CNN’s Clarissa Ward has breakthrough media moment in Afghanistan
CNN’s Clarissa Ward and her reporting have stood out from the pack amid the chaos in Afghanistan.
Ward, 41, has roamed the streets with her crew for days covering the U.S. withdrawal of troops and the Taliban’s lightning-speed takeover of the country.
Her dispatches from Kabul have shed light on the chaotic nature of the U.S. pullout, the tense mood as the Taliban retakes power and the plight of the scores of Afghan civilians looking for a way out of the country.
“It’s been a pretty mind-bending trip, honestly,” Ward, CNN’s chief international correspondent, told The Hill during an exclusive interview this week. “It certainly felt like we had a front-row seat to history and it’s an extraordinary moment to witness.”
Ward has not flinched in covering a conservative Islamic group that brutally suppressed women during its previous reign in Afghanistan and that may see Ward’s very presence as an affront to its values.
“I think sometimes it helps, perhaps being a woman, because they are a little caught off-guard by it,” she said. “That can work in your favor because you can catch people off-guard a little bit.”
While reporting Wednesday from the streets of Kabul, now completely controlled by the Taliban outside the city’s airport, Ward, clad in a traditional headdress and robe, and her crew were accosted by an agitated Taliban fighter.
“Can I ask you a question?” she asked the individual. “Excuse me.”
The Taliban member refused to speak to her, demanding she cover her face with the hijab she was wearing around her head. She complied, and pressed the fighter again, pointing to the whip he had in his hand and asking him, “What is that?”
When the fighter again refused to acknowledge her, Ward pulled her face covering down, looked into the camera and said: “He wants me to cover my face, but he doesn’t want to comment on that truncheon he’s carrying.”
It was one of numerous tense moments that have played out on live television as Ward reports from the ground.
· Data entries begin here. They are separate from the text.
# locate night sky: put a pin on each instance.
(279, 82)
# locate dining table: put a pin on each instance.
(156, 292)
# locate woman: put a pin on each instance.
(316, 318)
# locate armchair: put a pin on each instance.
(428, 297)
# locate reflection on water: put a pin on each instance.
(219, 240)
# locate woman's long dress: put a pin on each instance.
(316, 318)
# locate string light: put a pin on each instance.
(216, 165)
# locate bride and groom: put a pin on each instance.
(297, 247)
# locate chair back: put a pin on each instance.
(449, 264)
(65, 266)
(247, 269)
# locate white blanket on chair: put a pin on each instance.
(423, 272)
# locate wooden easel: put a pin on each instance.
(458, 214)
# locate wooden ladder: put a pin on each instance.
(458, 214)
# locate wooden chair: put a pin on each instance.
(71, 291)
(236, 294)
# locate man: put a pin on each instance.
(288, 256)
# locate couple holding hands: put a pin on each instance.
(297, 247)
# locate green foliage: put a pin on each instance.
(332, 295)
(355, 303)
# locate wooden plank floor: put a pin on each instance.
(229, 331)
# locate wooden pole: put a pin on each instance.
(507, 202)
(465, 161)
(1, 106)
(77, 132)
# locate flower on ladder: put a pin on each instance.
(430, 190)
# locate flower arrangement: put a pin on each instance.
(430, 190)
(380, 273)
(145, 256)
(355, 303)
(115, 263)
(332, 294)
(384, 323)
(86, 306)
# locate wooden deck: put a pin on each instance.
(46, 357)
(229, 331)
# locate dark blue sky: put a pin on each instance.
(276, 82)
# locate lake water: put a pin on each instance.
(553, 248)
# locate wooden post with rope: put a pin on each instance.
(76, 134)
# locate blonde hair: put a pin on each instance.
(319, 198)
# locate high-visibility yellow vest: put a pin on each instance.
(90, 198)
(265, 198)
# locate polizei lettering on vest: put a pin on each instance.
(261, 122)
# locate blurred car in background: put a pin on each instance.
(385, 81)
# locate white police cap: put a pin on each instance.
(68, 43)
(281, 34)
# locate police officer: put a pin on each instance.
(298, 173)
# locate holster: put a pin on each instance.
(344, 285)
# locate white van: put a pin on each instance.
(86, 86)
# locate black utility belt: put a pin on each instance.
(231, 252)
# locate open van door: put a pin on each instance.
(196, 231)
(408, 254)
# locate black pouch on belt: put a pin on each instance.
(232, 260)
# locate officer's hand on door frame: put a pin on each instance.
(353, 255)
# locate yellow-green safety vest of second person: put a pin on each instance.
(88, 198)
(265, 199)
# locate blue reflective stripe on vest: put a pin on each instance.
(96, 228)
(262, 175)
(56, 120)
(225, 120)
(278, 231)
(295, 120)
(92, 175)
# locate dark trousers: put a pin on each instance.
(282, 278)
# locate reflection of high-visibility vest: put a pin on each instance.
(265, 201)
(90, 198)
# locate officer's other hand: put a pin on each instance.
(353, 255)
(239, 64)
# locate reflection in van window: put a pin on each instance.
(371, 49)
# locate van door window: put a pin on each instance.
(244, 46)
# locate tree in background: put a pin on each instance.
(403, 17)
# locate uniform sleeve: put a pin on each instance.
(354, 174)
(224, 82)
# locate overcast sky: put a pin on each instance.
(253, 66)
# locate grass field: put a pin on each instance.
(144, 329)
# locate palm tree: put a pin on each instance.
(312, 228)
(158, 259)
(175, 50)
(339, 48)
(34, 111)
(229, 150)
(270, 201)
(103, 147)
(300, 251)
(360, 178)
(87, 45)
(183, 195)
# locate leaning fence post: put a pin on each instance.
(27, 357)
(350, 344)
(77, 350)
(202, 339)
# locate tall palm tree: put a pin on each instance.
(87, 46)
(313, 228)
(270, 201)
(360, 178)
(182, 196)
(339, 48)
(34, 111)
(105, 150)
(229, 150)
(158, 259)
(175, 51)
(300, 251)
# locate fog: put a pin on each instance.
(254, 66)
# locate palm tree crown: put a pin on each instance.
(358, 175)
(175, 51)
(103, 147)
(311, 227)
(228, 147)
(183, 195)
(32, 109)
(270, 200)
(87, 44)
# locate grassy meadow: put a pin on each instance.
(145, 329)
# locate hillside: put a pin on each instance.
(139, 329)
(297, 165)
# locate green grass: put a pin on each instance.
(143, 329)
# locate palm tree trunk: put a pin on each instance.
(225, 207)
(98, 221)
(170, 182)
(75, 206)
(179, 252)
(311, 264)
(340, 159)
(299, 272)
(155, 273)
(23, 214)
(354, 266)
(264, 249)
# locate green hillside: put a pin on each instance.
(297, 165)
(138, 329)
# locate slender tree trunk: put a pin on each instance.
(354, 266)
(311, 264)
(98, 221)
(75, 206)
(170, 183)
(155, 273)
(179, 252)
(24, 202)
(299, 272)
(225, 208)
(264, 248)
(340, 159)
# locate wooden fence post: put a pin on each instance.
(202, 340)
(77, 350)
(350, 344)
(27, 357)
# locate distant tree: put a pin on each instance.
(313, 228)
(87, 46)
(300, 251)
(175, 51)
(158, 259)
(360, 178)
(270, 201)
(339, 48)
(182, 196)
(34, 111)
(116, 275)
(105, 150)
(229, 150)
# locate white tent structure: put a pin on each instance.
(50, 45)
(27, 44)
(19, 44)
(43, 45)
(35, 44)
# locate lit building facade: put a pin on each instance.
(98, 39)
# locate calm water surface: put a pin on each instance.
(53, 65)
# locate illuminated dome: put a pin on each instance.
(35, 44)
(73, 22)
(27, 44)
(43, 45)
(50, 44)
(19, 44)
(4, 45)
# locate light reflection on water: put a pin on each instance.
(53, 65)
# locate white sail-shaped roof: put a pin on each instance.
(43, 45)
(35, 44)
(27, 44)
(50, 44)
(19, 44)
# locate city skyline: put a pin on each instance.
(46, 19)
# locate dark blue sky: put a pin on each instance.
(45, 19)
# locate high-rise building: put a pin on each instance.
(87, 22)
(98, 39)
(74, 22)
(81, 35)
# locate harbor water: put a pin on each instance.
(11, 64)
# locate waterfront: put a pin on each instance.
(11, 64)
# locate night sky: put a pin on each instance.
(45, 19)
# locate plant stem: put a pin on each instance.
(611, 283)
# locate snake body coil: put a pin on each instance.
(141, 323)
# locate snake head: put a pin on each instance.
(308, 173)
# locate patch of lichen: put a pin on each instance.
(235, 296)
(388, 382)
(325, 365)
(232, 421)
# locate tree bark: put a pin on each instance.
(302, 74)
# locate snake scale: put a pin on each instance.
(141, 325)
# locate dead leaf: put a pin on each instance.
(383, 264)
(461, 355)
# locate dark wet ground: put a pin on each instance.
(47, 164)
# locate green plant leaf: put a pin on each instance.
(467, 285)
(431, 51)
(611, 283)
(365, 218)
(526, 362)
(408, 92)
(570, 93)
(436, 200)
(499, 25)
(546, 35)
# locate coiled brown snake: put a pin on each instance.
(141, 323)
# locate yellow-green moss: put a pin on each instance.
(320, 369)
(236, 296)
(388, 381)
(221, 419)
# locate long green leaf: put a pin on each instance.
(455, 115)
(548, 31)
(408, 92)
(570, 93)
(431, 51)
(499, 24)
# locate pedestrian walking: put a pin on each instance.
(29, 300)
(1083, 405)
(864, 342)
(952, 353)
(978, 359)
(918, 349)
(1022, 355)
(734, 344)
Gun shots have rang out in the background of a live shot. Dozens of civilians surrounded Ward during one shot, eager to share their difficulties getting out of the country.
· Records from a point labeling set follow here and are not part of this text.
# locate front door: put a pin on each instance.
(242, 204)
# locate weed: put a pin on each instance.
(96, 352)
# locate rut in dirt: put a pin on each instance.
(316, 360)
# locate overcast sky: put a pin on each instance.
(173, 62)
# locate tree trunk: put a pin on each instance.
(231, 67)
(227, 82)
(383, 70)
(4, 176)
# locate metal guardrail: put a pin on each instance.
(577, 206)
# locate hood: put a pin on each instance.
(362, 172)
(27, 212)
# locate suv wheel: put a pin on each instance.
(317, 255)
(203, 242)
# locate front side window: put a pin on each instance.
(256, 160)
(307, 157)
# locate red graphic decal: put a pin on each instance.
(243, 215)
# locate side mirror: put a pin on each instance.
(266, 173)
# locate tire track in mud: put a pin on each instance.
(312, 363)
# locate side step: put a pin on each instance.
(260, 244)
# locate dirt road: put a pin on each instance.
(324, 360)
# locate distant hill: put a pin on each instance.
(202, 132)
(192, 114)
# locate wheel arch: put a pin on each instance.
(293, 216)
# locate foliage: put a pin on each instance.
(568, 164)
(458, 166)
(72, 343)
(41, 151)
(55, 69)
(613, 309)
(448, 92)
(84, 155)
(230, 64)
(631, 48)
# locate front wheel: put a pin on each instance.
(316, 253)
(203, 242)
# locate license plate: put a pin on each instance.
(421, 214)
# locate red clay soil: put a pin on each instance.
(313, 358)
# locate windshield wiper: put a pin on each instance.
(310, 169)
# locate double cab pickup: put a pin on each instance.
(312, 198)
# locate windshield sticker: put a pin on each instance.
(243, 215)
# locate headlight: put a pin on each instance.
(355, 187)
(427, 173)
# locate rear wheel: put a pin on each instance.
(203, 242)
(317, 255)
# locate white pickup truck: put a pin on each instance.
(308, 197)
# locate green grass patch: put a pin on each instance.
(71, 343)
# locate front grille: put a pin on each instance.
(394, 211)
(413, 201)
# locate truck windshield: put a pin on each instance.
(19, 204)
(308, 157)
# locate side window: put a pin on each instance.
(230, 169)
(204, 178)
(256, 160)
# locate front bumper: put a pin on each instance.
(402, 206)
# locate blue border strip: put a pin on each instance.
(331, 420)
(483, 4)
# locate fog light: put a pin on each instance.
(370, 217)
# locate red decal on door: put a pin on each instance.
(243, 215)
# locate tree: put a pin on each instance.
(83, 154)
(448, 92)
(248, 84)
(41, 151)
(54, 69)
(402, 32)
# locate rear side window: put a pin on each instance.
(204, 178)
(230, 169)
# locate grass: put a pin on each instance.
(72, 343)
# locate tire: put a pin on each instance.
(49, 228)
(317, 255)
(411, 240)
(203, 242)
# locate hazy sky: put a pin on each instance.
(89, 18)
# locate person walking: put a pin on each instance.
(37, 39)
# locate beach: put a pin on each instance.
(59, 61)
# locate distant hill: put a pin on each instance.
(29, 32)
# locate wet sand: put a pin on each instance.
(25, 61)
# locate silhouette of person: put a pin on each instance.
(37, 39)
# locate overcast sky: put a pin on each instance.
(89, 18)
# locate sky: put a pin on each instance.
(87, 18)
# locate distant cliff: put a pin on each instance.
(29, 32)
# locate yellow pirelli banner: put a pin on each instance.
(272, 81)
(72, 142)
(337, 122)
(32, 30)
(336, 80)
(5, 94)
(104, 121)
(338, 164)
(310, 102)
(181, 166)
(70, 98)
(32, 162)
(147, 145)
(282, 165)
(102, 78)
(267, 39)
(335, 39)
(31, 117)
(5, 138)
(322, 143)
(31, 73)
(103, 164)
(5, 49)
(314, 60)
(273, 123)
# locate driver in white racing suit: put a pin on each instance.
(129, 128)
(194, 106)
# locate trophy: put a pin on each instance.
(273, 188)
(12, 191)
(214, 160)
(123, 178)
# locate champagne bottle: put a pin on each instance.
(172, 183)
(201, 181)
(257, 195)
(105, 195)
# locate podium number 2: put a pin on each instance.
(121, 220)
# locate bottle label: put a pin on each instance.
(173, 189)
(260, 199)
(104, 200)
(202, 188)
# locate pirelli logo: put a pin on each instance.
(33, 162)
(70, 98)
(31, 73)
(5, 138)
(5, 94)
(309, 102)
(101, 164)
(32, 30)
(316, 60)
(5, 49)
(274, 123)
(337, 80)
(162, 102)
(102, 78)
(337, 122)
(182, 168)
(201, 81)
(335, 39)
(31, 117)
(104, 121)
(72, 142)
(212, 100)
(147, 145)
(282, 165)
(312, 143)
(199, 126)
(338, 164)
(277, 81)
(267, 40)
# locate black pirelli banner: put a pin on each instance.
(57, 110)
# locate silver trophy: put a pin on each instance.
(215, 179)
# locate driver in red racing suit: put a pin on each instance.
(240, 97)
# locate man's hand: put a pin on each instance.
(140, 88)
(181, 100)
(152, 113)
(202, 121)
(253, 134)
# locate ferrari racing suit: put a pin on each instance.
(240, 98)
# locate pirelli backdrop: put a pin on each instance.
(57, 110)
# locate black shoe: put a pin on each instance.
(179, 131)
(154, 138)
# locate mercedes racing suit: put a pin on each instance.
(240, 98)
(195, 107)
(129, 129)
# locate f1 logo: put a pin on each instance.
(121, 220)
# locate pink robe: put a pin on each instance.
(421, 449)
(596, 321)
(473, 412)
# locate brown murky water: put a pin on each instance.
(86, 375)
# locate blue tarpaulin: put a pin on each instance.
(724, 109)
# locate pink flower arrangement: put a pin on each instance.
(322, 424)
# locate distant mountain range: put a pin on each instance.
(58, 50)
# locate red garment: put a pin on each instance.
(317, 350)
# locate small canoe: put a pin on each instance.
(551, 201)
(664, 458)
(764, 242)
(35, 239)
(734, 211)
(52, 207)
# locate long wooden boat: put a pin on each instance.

Ward is no stranger to reporting from war zones and dangerous scenes. She was based in Beirut during unrest there in the early 2000s, spent time embedded with U.S. forces in Iraq and reported from the war-torn Syrian city of Aleppo in 2012.
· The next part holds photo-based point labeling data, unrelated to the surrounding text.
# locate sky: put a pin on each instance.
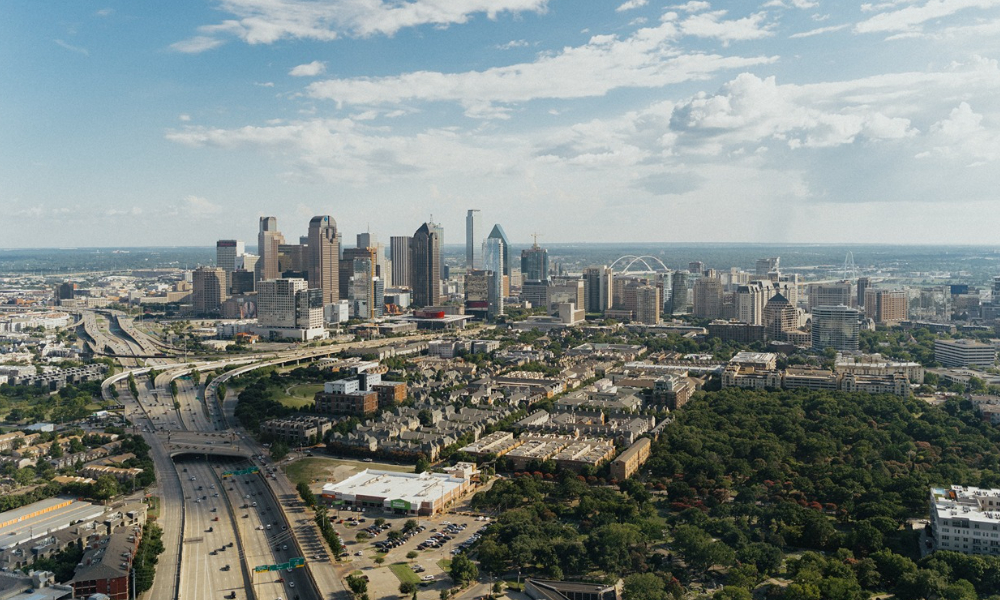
(791, 121)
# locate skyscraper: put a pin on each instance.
(399, 252)
(836, 327)
(597, 282)
(678, 292)
(473, 257)
(647, 304)
(425, 269)
(268, 240)
(324, 257)
(534, 263)
(498, 234)
(493, 252)
(208, 290)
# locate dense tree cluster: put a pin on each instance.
(813, 488)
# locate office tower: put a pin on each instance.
(241, 282)
(425, 266)
(362, 289)
(836, 327)
(493, 253)
(268, 240)
(226, 254)
(830, 294)
(779, 316)
(567, 291)
(292, 261)
(886, 306)
(863, 284)
(598, 284)
(498, 234)
(766, 265)
(708, 293)
(473, 257)
(678, 292)
(399, 251)
(647, 304)
(477, 293)
(534, 263)
(209, 290)
(324, 257)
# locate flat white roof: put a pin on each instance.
(391, 485)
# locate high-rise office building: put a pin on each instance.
(324, 258)
(836, 327)
(227, 253)
(863, 284)
(779, 316)
(208, 290)
(287, 308)
(493, 253)
(498, 234)
(886, 306)
(597, 284)
(425, 269)
(708, 294)
(268, 240)
(647, 304)
(830, 294)
(766, 265)
(678, 292)
(362, 289)
(534, 263)
(473, 247)
(399, 252)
In the interview with The Hill, Ward recounted an incident earlier in the week where a Taliban fighter was on the verge of pistol whipping her producer before she and another fighter intervened.
“People have been saying, ‘Oh this woman is fearless,’ and I’m really not. I’m very fearful and I don’t like being in situations where bullets are flying. … I flinch every time I hear a gunshot. I hate gunfire just like anybody does,” said Ward, who is married and has two young children.
“But I understand … I have a better gauge of when I feel like I can ask a tough question or when I think someone is really volatile and potentially dangerous,” said Ward, who speaks Arabic in addition to Mandarin and Spanish. She is also fluent in French and Italian, according to her CNN biography.
In the early days of Kabul’s fall, Ward said, members of the Taliban were somewhat welcoming of journalists, eager to portray themselves as nonviolent and compliant with international norms.
“We quickly learned the Taliban actually wanted journalists out on the streets, because for them they sort of see this as a sort of public relations coup,” she said.
Afghanistan ranks 122nd out of 180 countries in terms of press freedom, according to a Reporters Without Borders index. The organization noted “women journalists continue to be vulnerable in a country where they are among the leading targets of fundamentalist propaganda.”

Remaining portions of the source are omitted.